Parathyroid cysts account for <1% of neck masses and often present as a solitary nodule in the neck, posing a diagnostic challenge. USG, MRI, as well as scintigraphy, can provide helpful but limited information. Preoperative cyst fluid analysis is of great value for differential diagnosis (6) (7). The fluid from a parathyroid cyst is usually clear and colorless, containing elevated PTH level, though bloody fluid has also been reported (5) (8). Ultrasound-guided FNA of cystic fluid with assay for PTH level is an accurate method of differentiating parathyroid cyst from thyroid cyst. In the present case, the content was bloody with extremely high levels of PTH, confirming the diagnosis of a functional parathyroid cyst. High level of tumor antigen-like CA19-9 in cyst content has been previously reported (8). However, analysis of the cyst fluid revealed no elevation of either CA19-9 or other tumor markers in this case.

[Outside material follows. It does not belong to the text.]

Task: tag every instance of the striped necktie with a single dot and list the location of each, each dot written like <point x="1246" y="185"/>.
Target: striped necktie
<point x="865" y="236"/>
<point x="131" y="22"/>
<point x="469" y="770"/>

SLE is a very rare cause of hypercalcemia, with only ten cases reported (9) (10). The pathogenesis involves the presence of stimulatory anti-PTH receptor autoantibodies or excessive endogenous production of PTHrP primarily due to lymphadenopathy (10) (11). Interestingly, SLE was also found to coexist with hypoparathyroidism, with four cases reported in literature (12). The underlying pathophysiology was supposed to be either a common genetic predisposition or the extension of the autoimmune process to the parathyroid glands, which is still under debate (12).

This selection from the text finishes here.